Lumières
(Le Théâtre des)
Dans l'Europe du XVIIIe siècle, c'est la partie de la poésie dramatique qui se donne pour but de promouvoir les idées nouvelles de progrès, de tolérance, de liberté et d'égalité. Le théâtre des Lumières trouve une source dans le théâtre didactique des jésuites ; il répond aussi à la critique théologique des spectacles en se voulant utilitaire.
La tragédie des Lumières est surtout française, malgré l'apport d'un Scipion Maffei (1675-1735). Voltaire en est l'initiateur, suivi dans la seconde moitié du siècle par des auteurs comme Lemierre, Saurin, Leblanc et Marmontel. Mais les contraintes de la dramaturgie classique poussent les auteurs à chercher un genre nouveau qui leur soit propre.

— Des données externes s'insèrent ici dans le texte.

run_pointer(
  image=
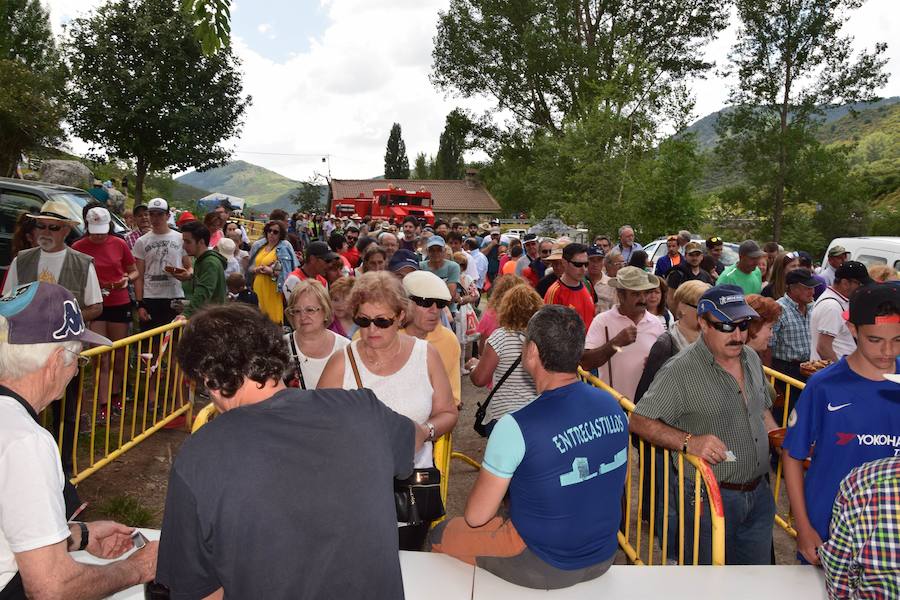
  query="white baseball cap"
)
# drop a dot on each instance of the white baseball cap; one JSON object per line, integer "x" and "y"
{"x": 98, "y": 220}
{"x": 158, "y": 204}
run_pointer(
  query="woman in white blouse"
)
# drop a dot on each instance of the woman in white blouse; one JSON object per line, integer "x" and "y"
{"x": 311, "y": 344}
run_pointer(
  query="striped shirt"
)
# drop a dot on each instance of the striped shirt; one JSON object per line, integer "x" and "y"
{"x": 692, "y": 392}
{"x": 790, "y": 335}
{"x": 862, "y": 557}
{"x": 518, "y": 389}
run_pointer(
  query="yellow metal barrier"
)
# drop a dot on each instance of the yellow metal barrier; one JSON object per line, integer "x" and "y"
{"x": 126, "y": 393}
{"x": 792, "y": 389}
{"x": 638, "y": 542}
{"x": 253, "y": 228}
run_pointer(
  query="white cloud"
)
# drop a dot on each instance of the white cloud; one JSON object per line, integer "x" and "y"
{"x": 369, "y": 68}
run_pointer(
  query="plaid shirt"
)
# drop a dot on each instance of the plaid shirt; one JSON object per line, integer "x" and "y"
{"x": 862, "y": 557}
{"x": 790, "y": 335}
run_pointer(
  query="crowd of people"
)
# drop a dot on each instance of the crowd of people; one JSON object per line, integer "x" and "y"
{"x": 334, "y": 351}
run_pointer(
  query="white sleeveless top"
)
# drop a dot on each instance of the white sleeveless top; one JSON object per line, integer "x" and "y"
{"x": 407, "y": 392}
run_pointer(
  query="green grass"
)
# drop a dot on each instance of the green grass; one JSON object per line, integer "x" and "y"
{"x": 126, "y": 509}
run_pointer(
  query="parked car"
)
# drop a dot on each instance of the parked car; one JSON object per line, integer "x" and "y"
{"x": 657, "y": 249}
{"x": 18, "y": 196}
{"x": 870, "y": 250}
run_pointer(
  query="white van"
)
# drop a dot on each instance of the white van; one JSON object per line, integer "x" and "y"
{"x": 870, "y": 250}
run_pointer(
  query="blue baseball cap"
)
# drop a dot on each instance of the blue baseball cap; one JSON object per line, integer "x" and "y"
{"x": 727, "y": 303}
{"x": 45, "y": 313}
{"x": 402, "y": 259}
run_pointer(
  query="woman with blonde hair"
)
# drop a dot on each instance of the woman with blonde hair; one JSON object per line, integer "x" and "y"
{"x": 311, "y": 344}
{"x": 404, "y": 372}
{"x": 501, "y": 359}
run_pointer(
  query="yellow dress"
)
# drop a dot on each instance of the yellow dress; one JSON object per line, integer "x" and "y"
{"x": 267, "y": 290}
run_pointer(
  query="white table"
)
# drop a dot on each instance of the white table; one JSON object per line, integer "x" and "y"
{"x": 429, "y": 576}
{"x": 624, "y": 582}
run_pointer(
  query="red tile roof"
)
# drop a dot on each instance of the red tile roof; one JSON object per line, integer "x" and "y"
{"x": 448, "y": 195}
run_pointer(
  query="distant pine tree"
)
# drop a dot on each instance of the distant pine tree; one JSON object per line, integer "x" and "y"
{"x": 396, "y": 163}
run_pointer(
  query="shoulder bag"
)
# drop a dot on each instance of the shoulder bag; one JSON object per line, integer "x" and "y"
{"x": 417, "y": 498}
{"x": 481, "y": 413}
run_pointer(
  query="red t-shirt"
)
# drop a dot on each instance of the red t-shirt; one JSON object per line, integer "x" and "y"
{"x": 578, "y": 298}
{"x": 111, "y": 261}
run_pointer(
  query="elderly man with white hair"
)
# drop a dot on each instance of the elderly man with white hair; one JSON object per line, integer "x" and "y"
{"x": 41, "y": 333}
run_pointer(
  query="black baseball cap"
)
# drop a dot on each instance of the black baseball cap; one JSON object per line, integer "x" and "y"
{"x": 320, "y": 250}
{"x": 855, "y": 270}
{"x": 867, "y": 300}
{"x": 802, "y": 276}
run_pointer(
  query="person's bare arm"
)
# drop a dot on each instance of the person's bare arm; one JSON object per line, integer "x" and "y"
{"x": 825, "y": 347}
{"x": 808, "y": 539}
{"x": 485, "y": 498}
{"x": 708, "y": 447}
{"x": 444, "y": 413}
{"x": 485, "y": 366}
{"x": 49, "y": 572}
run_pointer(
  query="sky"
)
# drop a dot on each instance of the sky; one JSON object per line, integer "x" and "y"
{"x": 329, "y": 77}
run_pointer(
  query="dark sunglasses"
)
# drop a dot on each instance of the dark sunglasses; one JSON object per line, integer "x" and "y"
{"x": 427, "y": 302}
{"x": 379, "y": 322}
{"x": 729, "y": 327}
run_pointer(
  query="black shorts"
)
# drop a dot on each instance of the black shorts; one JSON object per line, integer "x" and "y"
{"x": 116, "y": 314}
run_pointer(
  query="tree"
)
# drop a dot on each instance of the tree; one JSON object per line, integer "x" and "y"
{"x": 308, "y": 197}
{"x": 452, "y": 144}
{"x": 547, "y": 61}
{"x": 32, "y": 82}
{"x": 396, "y": 163}
{"x": 143, "y": 89}
{"x": 791, "y": 62}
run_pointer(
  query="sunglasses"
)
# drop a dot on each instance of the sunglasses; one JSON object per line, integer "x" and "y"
{"x": 427, "y": 302}
{"x": 729, "y": 327}
{"x": 379, "y": 322}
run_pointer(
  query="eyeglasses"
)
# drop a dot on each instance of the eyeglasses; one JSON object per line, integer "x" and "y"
{"x": 309, "y": 310}
{"x": 729, "y": 327}
{"x": 427, "y": 302}
{"x": 379, "y": 322}
{"x": 83, "y": 361}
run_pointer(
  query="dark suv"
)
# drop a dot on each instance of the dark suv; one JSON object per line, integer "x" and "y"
{"x": 19, "y": 195}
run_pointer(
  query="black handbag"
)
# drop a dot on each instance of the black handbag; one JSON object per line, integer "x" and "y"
{"x": 418, "y": 497}
{"x": 480, "y": 414}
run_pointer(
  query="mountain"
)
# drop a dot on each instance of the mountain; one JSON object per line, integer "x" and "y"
{"x": 705, "y": 129}
{"x": 253, "y": 183}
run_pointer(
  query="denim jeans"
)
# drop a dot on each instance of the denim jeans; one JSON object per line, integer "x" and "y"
{"x": 749, "y": 518}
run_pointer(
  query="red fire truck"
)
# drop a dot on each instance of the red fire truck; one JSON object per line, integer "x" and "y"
{"x": 389, "y": 203}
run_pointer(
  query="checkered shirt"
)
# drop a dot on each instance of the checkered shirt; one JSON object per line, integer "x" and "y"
{"x": 790, "y": 335}
{"x": 862, "y": 556}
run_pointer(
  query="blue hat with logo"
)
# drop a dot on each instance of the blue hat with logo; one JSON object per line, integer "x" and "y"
{"x": 45, "y": 313}
{"x": 727, "y": 303}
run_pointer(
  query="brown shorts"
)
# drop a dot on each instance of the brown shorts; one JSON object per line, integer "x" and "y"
{"x": 497, "y": 547}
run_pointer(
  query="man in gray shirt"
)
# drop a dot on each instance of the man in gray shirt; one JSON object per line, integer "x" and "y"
{"x": 712, "y": 401}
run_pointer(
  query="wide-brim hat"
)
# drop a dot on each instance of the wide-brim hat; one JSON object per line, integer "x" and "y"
{"x": 56, "y": 210}
{"x": 634, "y": 279}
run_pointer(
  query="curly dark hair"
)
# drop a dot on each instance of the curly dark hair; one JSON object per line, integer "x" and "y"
{"x": 223, "y": 345}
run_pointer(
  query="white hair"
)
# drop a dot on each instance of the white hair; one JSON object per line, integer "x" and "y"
{"x": 20, "y": 360}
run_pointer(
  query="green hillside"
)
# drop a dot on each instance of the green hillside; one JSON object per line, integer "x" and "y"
{"x": 239, "y": 178}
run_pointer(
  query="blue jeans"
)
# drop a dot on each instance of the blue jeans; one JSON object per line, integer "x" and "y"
{"x": 749, "y": 518}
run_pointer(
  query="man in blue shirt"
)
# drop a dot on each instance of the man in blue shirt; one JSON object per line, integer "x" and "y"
{"x": 563, "y": 460}
{"x": 849, "y": 411}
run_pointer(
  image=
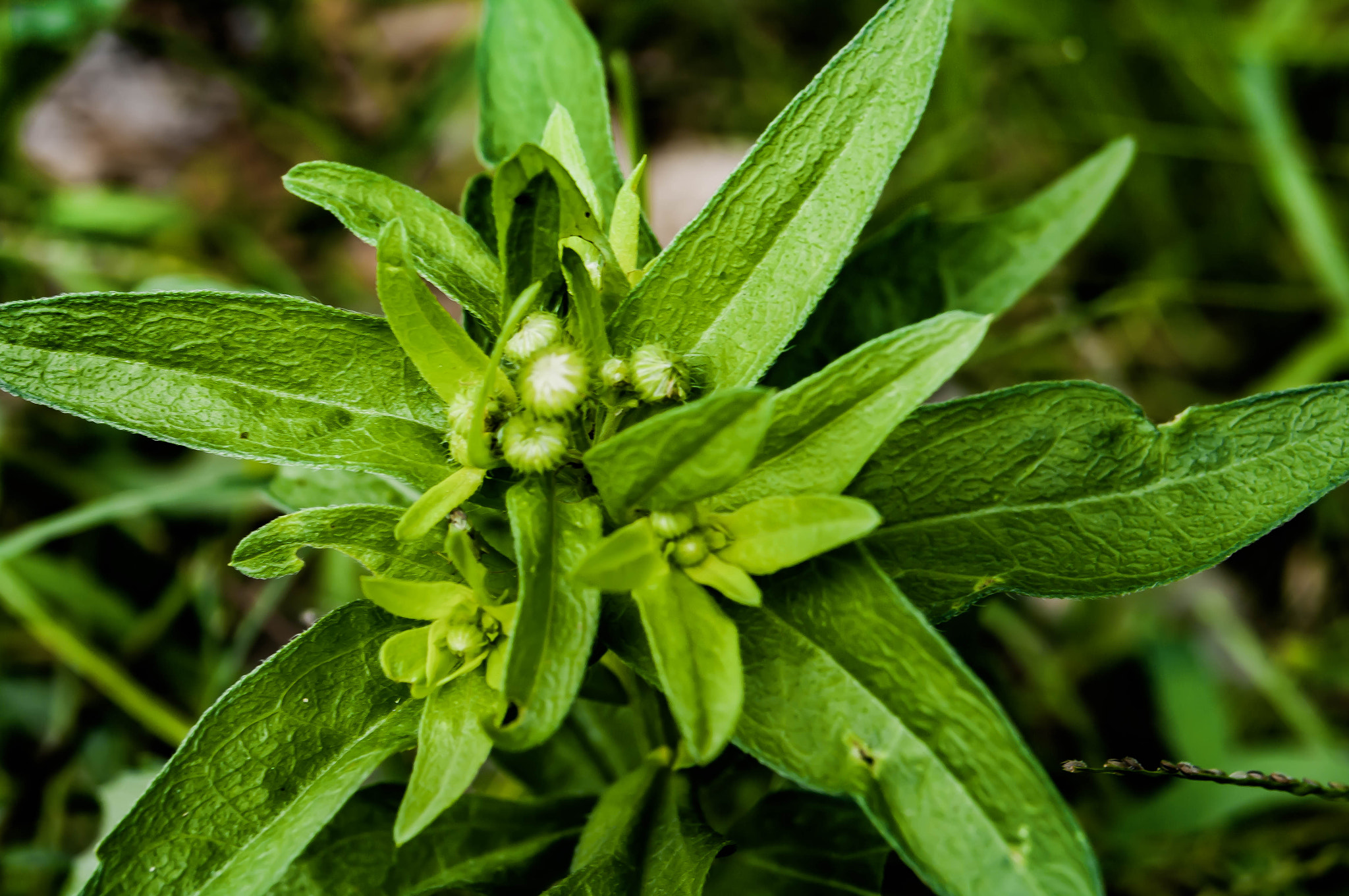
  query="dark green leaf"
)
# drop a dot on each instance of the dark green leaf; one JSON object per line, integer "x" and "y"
{"x": 536, "y": 54}
{"x": 269, "y": 378}
{"x": 266, "y": 767}
{"x": 698, "y": 659}
{"x": 741, "y": 279}
{"x": 919, "y": 267}
{"x": 444, "y": 247}
{"x": 800, "y": 844}
{"x": 827, "y": 426}
{"x": 682, "y": 454}
{"x": 549, "y": 647}
{"x": 453, "y": 744}
{"x": 849, "y": 690}
{"x": 360, "y": 531}
{"x": 480, "y": 841}
{"x": 1066, "y": 489}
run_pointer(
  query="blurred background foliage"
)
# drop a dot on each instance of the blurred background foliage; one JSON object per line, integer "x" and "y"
{"x": 142, "y": 147}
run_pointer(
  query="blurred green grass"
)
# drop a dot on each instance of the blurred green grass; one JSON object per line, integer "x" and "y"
{"x": 1217, "y": 271}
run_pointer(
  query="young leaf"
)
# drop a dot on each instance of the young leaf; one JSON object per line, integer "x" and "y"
{"x": 628, "y": 558}
{"x": 919, "y": 267}
{"x": 802, "y": 844}
{"x": 849, "y": 690}
{"x": 480, "y": 840}
{"x": 362, "y": 531}
{"x": 682, "y": 454}
{"x": 437, "y": 345}
{"x": 698, "y": 658}
{"x": 535, "y": 55}
{"x": 549, "y": 648}
{"x": 267, "y": 378}
{"x": 776, "y": 533}
{"x": 443, "y": 246}
{"x": 827, "y": 426}
{"x": 453, "y": 744}
{"x": 1066, "y": 489}
{"x": 741, "y": 279}
{"x": 266, "y": 767}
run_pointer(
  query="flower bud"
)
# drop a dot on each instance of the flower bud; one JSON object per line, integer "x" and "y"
{"x": 690, "y": 550}
{"x": 532, "y": 445}
{"x": 537, "y": 332}
{"x": 555, "y": 382}
{"x": 659, "y": 373}
{"x": 671, "y": 523}
{"x": 614, "y": 373}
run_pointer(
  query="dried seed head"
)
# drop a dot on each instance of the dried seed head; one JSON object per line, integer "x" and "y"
{"x": 532, "y": 445}
{"x": 659, "y": 373}
{"x": 537, "y": 332}
{"x": 555, "y": 382}
{"x": 614, "y": 373}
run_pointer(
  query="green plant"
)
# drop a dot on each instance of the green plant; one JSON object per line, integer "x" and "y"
{"x": 619, "y": 489}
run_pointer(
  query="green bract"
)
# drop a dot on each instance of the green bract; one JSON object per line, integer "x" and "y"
{"x": 602, "y": 548}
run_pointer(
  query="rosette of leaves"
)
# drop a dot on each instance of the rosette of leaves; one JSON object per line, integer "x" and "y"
{"x": 602, "y": 477}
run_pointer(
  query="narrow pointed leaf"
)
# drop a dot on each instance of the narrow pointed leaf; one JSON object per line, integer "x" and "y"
{"x": 443, "y": 352}
{"x": 849, "y": 690}
{"x": 1066, "y": 489}
{"x": 548, "y": 651}
{"x": 362, "y": 531}
{"x": 478, "y": 841}
{"x": 776, "y": 533}
{"x": 443, "y": 246}
{"x": 266, "y": 767}
{"x": 827, "y": 426}
{"x": 919, "y": 267}
{"x": 683, "y": 454}
{"x": 741, "y": 279}
{"x": 453, "y": 744}
{"x": 536, "y": 54}
{"x": 269, "y": 378}
{"x": 698, "y": 658}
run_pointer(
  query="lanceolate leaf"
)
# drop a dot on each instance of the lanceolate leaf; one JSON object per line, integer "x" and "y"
{"x": 682, "y": 454}
{"x": 478, "y": 840}
{"x": 444, "y": 247}
{"x": 266, "y": 767}
{"x": 536, "y": 54}
{"x": 557, "y": 618}
{"x": 919, "y": 267}
{"x": 849, "y": 690}
{"x": 1066, "y": 489}
{"x": 269, "y": 378}
{"x": 741, "y": 279}
{"x": 360, "y": 531}
{"x": 436, "y": 344}
{"x": 826, "y": 427}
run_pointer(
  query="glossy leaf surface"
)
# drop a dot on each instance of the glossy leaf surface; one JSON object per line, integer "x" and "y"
{"x": 741, "y": 279}
{"x": 919, "y": 267}
{"x": 682, "y": 454}
{"x": 443, "y": 246}
{"x": 1066, "y": 489}
{"x": 549, "y": 648}
{"x": 827, "y": 426}
{"x": 269, "y": 378}
{"x": 849, "y": 690}
{"x": 478, "y": 841}
{"x": 266, "y": 767}
{"x": 362, "y": 531}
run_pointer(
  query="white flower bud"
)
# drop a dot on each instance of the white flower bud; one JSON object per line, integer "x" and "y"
{"x": 659, "y": 373}
{"x": 532, "y": 445}
{"x": 539, "y": 330}
{"x": 555, "y": 382}
{"x": 614, "y": 373}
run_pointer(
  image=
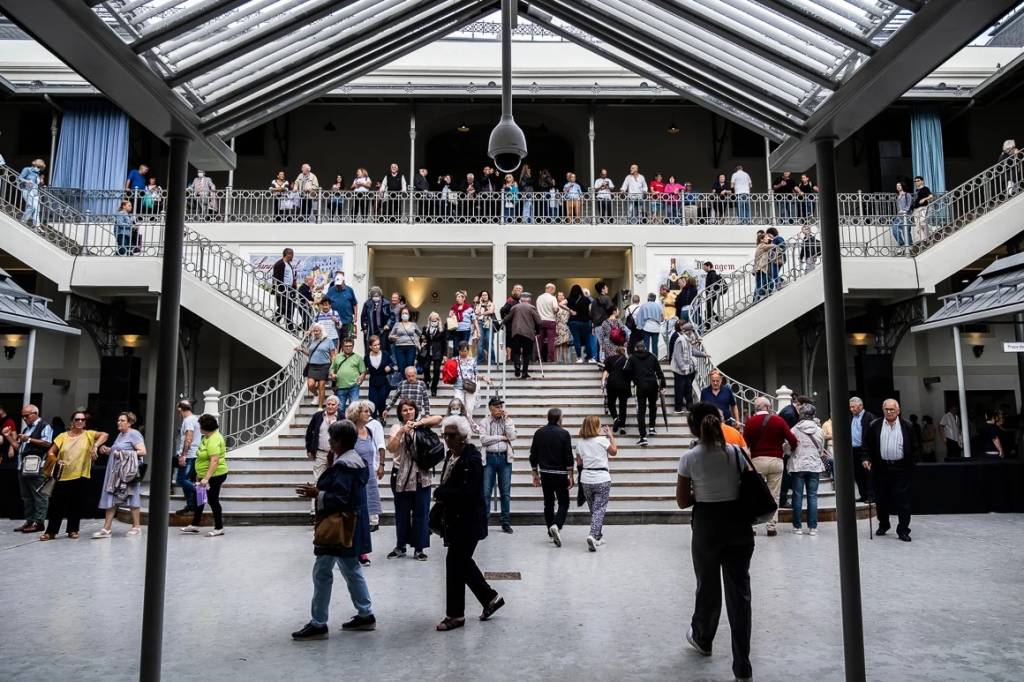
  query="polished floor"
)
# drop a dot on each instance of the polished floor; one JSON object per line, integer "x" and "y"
{"x": 947, "y": 606}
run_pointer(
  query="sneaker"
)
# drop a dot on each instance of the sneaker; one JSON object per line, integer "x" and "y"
{"x": 358, "y": 623}
{"x": 310, "y": 631}
{"x": 555, "y": 536}
{"x": 689, "y": 638}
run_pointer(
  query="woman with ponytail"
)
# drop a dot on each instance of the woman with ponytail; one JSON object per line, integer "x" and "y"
{"x": 722, "y": 541}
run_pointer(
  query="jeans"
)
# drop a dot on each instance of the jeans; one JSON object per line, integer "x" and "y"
{"x": 35, "y": 504}
{"x": 582, "y": 333}
{"x": 721, "y": 548}
{"x": 650, "y": 342}
{"x": 324, "y": 582}
{"x": 743, "y": 208}
{"x": 499, "y": 469}
{"x": 555, "y": 485}
{"x": 185, "y": 474}
{"x": 347, "y": 395}
{"x": 810, "y": 479}
{"x": 403, "y": 356}
{"x": 411, "y": 510}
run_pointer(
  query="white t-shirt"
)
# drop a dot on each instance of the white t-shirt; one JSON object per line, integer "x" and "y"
{"x": 547, "y": 306}
{"x": 594, "y": 453}
{"x": 741, "y": 182}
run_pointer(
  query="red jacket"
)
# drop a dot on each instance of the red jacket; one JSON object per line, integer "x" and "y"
{"x": 766, "y": 436}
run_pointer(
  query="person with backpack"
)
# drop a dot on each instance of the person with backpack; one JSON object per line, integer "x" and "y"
{"x": 644, "y": 371}
{"x": 523, "y": 325}
{"x": 411, "y": 483}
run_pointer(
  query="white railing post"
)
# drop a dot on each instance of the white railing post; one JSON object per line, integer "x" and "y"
{"x": 783, "y": 397}
{"x": 211, "y": 401}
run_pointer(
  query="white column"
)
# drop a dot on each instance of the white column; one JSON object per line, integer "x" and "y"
{"x": 962, "y": 389}
{"x": 29, "y": 368}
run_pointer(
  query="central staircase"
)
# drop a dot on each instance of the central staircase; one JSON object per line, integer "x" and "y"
{"x": 259, "y": 488}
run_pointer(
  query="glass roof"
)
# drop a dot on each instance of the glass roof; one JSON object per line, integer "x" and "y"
{"x": 767, "y": 65}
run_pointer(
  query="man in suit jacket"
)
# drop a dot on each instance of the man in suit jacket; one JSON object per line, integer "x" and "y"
{"x": 892, "y": 451}
{"x": 860, "y": 419}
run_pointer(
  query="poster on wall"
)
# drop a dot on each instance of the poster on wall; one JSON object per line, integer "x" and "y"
{"x": 322, "y": 266}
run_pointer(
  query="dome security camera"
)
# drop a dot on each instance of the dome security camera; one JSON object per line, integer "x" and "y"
{"x": 507, "y": 145}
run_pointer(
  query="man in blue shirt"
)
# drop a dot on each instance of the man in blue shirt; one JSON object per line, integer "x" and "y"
{"x": 859, "y": 421}
{"x": 343, "y": 301}
{"x": 721, "y": 396}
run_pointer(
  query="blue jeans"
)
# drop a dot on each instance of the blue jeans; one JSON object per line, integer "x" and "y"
{"x": 498, "y": 467}
{"x": 484, "y": 346}
{"x": 743, "y": 208}
{"x": 324, "y": 582}
{"x": 810, "y": 479}
{"x": 347, "y": 396}
{"x": 403, "y": 356}
{"x": 184, "y": 480}
{"x": 582, "y": 335}
{"x": 650, "y": 341}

Au confluent de la tragédie bourgeoise anglaise, prédicante et vigoureuse, et de la comédie larmoyante française, bavarde et attendrissante, Diderot et ses émules fondent le genre sérieux ou drame, dont les personnages de condition moyenne sont confrontés aux réalités morales et sociales contemporaines. Diderot, Sedaine, Beaumarchais et surtout Mercier proposent des principes et des modèles ; en même temps la comédie anglaise, réagissant contre l'immoralisme de la Restauration, se fait plus chaste ; Goldoni tente de plier la fantaisie italienne à l'idéologie bourgeoise.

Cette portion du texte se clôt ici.